Era Uma Vez Minha 1ª Vez

9/15/2026 12:28:00 AM |

Sei que já falei bem de algumas tramas baseadas nos livros da Thalita Rebouças, pois funcionaram e foram bem desenvolvidas para um público maior, porém algumas obras são tão fechadas que você não consegue enxergar que alguém fora do mundo único de jovens consiga sequer pensar em assistir ao filme. E comecei dessa forma a falar do longa "Era Uma Vez Minha 1ª Vez" pelo simples fato de que me senti completamente deslocado ao conferir o longa, parecendo até que estava vendo quando um episódio dos últimos momentos de "Malhação", que não encaixavam em nada além das pessoas que vivem neles. Ou seja, não digo que o filme seja ruim, mas é o famoso que tem seu nicho único, e qualquer pessoa fora dele não conseguirá assistir até o final, pois é fraco de nuances e aberturas, e nesse sentido, pesa muito para funcionar.

O longa acompanha Teresa, Clara, Tuca e Patty, quatro amigas inseparáveis que vivem juntas as inseguranças, curiosidades e expectativas típicas dessa fase de transição entre a infância e a vida adulta. À medida que enfrentam as primeiras paixões, as pressões externas e as próprias dúvidas, elas descobrem que o despertar da sexualidade não segue regras nem acontece no mesmo ritmo para todos.

Já tinha dito a mesma coisa no longa de estreia da diretora Claudia Castro, que também foi baseado em um livro de Thalita Rebouças, que ela sabe aonde atingir seu público-alvo e nem pensa em fazer algo diferenciado que supra mais pessoas, de modo que o que vemos na tela tem uma pegada nem tão novelesca, mas com a linguagem e a dinâmica pronta para os adolescentes, pois aqui a trama até coloca quase adultos com seus 17 anos, mas a pegada ainda é mais voltada para a molecada mesmo, não atingindo os jovens adultos como deveria. Ou seja, é um filme que possivelmente vai ter um bom público, afinal o livro tem muitos leitores e eles gostam do estilo, porém já era para a diretora saber fazer algo mais amplo, pois mostrou que tem estilo, e não precisaria fazer algo tão nichado.

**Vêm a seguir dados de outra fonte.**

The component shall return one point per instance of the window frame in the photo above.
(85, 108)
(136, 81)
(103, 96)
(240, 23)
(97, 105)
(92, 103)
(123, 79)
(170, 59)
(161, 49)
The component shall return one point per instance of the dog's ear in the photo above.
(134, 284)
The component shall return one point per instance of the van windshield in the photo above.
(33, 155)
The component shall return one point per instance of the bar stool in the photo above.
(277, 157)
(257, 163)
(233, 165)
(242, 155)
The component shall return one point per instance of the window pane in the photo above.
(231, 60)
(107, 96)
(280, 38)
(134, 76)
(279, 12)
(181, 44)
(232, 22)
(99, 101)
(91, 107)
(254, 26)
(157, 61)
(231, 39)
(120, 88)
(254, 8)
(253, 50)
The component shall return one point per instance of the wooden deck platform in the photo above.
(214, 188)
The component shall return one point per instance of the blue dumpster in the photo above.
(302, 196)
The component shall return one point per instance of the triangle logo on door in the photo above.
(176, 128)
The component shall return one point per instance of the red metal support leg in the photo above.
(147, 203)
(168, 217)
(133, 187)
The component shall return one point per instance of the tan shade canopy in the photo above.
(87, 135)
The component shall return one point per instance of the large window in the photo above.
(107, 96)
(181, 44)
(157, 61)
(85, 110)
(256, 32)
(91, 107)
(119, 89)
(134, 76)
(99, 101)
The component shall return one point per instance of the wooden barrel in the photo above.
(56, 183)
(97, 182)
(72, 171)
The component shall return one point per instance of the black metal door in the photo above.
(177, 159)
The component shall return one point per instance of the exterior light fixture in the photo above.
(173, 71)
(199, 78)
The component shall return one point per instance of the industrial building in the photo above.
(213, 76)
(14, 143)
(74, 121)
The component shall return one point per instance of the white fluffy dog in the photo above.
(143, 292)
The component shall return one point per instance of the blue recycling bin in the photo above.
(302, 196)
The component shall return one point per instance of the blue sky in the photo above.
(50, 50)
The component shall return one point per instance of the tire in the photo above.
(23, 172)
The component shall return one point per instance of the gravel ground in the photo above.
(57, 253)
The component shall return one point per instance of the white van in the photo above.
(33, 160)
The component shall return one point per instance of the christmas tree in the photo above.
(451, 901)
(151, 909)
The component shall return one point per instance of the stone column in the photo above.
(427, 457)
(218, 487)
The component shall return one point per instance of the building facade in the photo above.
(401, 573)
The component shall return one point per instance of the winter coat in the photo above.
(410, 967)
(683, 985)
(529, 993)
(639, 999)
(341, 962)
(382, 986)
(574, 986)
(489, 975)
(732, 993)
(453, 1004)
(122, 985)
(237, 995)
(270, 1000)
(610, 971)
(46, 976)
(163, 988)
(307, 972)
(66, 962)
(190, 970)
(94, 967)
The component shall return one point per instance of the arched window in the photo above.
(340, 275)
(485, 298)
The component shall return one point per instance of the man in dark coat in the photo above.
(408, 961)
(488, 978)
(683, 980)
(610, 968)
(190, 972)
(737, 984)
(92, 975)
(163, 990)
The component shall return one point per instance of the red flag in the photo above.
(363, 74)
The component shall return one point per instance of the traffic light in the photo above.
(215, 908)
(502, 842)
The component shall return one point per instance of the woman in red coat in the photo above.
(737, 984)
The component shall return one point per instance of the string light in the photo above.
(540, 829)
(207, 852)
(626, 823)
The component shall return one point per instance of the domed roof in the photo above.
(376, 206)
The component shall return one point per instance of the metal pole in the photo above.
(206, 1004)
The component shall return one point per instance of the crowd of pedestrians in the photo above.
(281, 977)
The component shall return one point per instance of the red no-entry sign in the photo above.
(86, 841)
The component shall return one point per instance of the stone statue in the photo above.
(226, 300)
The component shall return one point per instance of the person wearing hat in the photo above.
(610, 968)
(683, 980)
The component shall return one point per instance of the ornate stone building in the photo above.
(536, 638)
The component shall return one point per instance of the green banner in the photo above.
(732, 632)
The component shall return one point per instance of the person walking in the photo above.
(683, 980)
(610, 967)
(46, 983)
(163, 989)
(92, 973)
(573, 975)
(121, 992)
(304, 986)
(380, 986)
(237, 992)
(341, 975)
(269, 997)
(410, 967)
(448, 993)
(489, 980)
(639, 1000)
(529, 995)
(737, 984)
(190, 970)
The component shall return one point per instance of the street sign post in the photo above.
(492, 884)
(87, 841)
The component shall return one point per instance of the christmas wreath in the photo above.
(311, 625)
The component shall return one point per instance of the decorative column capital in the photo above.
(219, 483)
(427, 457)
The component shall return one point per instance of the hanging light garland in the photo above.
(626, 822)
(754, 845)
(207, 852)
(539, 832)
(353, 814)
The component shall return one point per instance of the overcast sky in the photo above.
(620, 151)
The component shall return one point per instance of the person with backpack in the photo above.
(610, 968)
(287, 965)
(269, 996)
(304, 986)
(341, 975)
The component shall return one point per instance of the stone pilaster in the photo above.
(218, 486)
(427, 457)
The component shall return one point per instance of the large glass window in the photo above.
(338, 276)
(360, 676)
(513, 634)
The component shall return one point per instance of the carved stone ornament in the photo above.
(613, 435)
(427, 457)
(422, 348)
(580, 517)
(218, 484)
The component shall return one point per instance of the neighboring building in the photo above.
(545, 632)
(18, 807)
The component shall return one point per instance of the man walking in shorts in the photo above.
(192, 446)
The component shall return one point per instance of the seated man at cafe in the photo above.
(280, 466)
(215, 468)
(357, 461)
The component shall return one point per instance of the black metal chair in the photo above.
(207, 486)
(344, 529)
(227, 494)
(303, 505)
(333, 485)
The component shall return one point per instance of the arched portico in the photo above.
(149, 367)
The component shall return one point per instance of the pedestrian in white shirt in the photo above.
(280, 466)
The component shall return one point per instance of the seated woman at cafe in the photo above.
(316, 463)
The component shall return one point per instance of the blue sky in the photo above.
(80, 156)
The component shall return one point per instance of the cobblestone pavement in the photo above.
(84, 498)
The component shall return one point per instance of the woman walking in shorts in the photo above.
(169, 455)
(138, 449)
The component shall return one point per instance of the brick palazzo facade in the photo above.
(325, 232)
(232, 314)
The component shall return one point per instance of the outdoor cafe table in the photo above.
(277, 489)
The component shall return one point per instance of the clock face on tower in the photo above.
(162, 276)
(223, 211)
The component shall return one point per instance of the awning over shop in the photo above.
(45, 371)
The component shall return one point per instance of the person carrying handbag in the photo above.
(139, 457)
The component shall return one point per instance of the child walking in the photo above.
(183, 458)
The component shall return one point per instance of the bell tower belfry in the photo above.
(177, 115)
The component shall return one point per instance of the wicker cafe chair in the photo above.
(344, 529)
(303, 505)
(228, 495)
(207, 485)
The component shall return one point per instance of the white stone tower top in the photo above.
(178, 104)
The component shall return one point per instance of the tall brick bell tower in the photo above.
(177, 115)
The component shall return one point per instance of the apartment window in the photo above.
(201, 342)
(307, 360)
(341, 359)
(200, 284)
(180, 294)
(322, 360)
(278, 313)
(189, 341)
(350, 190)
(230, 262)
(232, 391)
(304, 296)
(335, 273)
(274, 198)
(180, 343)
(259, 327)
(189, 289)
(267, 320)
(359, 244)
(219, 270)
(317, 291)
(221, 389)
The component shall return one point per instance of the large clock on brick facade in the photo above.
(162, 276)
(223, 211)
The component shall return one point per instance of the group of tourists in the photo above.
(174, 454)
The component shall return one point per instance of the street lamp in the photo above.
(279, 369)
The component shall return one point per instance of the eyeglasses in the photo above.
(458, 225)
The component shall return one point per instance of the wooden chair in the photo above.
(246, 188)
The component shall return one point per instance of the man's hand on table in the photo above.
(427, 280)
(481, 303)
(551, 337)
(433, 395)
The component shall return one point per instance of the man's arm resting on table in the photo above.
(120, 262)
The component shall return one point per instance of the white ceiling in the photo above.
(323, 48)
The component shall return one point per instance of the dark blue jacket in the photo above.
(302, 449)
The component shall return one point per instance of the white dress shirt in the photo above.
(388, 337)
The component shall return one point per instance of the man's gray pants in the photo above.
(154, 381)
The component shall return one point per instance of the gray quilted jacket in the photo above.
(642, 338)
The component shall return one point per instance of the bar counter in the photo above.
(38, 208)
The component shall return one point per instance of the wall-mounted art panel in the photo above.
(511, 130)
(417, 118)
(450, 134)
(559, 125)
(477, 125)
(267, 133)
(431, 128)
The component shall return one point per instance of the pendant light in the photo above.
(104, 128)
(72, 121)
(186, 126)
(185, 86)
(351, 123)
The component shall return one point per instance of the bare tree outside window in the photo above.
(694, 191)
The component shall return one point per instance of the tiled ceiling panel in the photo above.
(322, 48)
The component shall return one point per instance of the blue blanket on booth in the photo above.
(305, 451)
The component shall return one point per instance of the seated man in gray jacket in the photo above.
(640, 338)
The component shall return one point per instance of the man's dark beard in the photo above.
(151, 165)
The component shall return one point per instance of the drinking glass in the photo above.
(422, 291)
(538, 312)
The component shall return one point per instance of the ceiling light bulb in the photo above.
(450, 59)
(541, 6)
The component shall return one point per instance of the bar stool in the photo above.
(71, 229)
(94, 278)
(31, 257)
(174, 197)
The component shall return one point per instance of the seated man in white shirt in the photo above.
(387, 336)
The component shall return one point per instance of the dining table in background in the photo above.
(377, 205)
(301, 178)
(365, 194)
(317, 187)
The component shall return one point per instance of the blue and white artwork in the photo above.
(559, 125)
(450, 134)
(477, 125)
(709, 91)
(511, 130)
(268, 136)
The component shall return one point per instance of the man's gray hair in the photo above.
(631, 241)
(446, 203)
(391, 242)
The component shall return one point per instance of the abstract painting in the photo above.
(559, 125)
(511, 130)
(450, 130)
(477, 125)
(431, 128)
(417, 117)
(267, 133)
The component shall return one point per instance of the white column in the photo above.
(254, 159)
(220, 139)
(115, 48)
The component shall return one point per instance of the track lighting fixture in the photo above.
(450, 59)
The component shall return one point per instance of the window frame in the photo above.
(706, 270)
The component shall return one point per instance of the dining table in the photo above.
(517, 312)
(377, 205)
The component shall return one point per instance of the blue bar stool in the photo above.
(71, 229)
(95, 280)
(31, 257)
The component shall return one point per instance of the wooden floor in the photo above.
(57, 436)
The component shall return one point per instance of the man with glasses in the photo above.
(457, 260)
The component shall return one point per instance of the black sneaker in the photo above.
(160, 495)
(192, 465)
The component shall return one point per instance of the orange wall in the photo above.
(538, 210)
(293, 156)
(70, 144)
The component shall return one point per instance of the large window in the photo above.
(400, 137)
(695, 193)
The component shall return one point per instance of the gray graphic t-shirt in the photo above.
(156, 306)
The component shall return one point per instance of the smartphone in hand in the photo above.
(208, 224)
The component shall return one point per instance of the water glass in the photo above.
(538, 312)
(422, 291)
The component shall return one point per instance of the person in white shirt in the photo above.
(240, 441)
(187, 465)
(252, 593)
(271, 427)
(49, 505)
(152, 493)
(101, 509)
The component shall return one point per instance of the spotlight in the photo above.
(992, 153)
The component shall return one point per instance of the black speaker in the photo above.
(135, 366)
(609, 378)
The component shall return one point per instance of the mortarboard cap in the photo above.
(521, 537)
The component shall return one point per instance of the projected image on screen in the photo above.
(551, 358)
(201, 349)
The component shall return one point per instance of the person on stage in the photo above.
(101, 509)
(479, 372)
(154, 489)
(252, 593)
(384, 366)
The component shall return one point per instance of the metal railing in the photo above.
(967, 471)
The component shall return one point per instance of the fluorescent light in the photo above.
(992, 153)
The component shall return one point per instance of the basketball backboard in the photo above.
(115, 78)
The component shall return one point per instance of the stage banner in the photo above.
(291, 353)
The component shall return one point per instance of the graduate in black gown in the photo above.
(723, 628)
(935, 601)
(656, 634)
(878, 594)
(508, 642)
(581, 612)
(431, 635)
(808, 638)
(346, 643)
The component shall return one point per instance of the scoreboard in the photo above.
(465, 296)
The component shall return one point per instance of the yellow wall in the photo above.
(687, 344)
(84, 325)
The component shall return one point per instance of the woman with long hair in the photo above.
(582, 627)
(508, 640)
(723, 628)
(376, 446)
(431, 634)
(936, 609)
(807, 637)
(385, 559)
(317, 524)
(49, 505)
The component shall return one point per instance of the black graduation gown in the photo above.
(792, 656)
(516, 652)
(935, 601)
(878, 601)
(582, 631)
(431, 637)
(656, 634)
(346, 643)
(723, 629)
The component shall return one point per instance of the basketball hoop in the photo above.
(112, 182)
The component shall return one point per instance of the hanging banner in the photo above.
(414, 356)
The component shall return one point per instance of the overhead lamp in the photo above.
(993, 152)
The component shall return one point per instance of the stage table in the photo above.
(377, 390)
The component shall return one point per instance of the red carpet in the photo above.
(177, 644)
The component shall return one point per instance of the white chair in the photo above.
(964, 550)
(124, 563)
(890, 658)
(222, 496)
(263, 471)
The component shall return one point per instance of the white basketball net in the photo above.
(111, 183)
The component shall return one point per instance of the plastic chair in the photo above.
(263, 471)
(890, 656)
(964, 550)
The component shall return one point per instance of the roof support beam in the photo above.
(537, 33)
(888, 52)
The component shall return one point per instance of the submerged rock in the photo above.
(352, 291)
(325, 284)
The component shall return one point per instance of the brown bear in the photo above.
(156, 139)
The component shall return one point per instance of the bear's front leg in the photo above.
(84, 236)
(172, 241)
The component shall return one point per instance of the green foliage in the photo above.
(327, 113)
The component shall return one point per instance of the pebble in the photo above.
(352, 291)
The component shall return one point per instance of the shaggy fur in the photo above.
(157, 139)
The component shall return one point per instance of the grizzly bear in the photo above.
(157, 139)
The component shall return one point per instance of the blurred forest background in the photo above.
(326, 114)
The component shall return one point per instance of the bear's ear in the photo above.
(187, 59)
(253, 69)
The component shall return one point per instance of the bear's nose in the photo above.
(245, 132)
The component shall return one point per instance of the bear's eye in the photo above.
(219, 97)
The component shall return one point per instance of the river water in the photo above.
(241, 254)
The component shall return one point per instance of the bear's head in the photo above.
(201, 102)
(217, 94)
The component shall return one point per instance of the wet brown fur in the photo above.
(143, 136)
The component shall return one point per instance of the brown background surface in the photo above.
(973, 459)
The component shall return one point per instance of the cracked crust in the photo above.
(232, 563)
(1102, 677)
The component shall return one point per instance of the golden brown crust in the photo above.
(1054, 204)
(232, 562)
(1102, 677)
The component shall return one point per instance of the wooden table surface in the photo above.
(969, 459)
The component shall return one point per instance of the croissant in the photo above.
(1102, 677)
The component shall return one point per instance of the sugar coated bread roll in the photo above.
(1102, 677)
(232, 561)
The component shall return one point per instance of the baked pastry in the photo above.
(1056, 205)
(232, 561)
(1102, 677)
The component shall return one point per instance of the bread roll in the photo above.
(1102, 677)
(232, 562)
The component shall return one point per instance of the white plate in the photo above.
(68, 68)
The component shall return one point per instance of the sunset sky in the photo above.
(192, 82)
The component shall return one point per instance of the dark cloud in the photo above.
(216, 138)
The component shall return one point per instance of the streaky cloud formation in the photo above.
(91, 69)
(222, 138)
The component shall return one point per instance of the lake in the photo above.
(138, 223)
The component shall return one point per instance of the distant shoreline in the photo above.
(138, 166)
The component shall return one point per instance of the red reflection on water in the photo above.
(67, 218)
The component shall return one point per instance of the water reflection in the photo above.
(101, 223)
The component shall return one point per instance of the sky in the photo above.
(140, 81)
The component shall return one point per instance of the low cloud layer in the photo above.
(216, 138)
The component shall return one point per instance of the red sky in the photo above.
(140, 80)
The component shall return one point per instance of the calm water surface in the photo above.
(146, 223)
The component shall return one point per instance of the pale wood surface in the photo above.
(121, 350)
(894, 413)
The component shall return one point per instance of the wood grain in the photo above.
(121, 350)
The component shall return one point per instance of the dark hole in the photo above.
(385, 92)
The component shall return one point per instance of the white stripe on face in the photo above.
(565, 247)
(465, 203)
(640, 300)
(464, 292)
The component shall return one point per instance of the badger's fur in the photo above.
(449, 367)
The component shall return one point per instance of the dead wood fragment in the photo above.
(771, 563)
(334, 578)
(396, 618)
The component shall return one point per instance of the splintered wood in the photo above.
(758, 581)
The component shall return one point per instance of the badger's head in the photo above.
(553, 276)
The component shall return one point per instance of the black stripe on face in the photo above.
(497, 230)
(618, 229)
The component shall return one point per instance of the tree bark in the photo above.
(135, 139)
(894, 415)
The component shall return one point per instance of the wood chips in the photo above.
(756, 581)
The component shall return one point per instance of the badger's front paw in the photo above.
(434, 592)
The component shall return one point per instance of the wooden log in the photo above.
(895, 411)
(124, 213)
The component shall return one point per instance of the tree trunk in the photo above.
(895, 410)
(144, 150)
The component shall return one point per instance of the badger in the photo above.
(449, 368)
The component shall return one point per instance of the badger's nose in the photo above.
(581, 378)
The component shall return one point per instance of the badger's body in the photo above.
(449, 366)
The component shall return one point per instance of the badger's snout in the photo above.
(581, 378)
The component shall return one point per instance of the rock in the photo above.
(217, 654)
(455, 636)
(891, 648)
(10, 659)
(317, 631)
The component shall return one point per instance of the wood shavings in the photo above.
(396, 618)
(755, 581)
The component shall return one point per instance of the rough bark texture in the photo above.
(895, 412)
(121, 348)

Sei que a maioria dos personagens foram selecionados e não são atores com uma longa carreira ainda nas telinhas e telonas, porém ficaram exageradamente soltas na entrega, parecendo até faltar direção de atores para que tudo funcionasse sem ser "jogado", mas acredito que isso tenha sido intencional de forma que o quarteto vivido por Letícia Braga, Castorine, Duda Matte e Letícia Silva trabalharam até que bem suas Teresa, Clara, Patty e Tuca, mas por vezes ficaram parecendo falsas de entrega, exagerando demais em trejeitos e sínteses, o que acaba incomodando quem não for "semelhante" a elas na vida real, ou seja, podem parecer originais de estilo e desenvoltura na tela, mas não nos convencem que alguém realmente faria as coisas da forma como entregaram. Quanto aos demais, todos foram mais conexões do que realmente personagens, então melhor nem entrar em detalhes sobre como se desenvolveram.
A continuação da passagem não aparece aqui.